Heimerdinger hums. “You’re using your cane incorrectly. You should hold it in your left hand, not your right.”
He mimes the motion, and Viktor tries not to feel… insulted? Ashamed? Coddled? Belittled? He cannot quite put a finger on it.
But there is no time for him to articulate it. Heimerdinger checks his pocket watch, squeaks, and runs faster than Viktor estimated his legs could carry him, leaving him alone in the threshold of the hallway.
He tries Heimerdinger’s suggestion, out of curiosity. The class is on this floor, and he has more than enough time to get there.
When he was a boy, no one taught him how to use a cane. He did what felt natural and what let him move the fastest. It was awkward, sure, but anything that caused him less pain was deemed a success.
It is awkward now, with the cane in his left hand. Slower as he walks down the hallway, because it is new. But it is more stable, he finds. A little less painful, as the pain stays localized to his ankle and knee, rather than his hip.
He could get used to it rather quickly, once he stops feeling so stupid about not knowing.
As he gets to his first class - it is in a room bigger than most big Undercity shops - the thump of his cane and his slow pace prompt more students and even his professor to stare at him. Viktor takes the closest open seat and is briefly, ludicrously, tempted to bark at them.

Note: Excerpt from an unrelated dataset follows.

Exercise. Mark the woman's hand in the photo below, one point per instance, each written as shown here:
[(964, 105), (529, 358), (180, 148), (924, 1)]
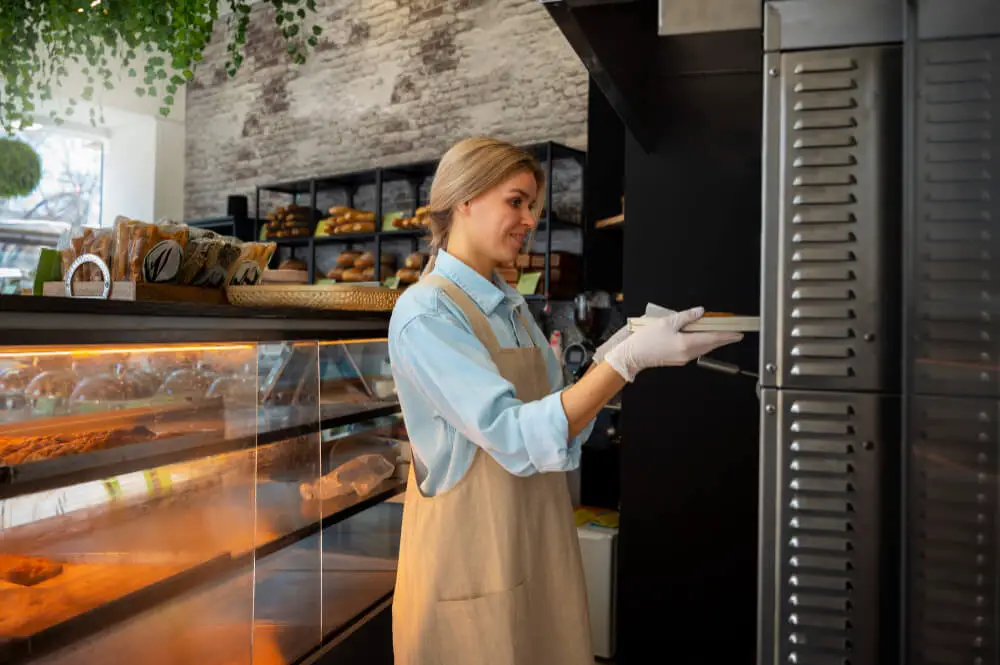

If they are going to treat him like a stray animal, should he not act like one?
No. He should not. Nothing is wasted, least of all this opportunity. He ducks his head down and opens a book on subjects he knows, matters he gets right, instead of wrong, like how to use his own cane, apparently.
Viktor thought he knew the comprehensive list of all his nonworking parts: the leg, of course, but also the childhood rickets, his lungs, his spine, the calcium deficiency that left his teeth stained slightly more yellow than topsiders’, whatever made him bendier than the average person, and not always in a good way.
Evidently, topside is intent on adding more to that list. Like the cane.
It does not matter. When he is the only one in the lecture hall who can answer the professor’s question - a leading one that she said they will know by the end of the semester - as a largely self-taught trencher, he relaxes. He even smiles.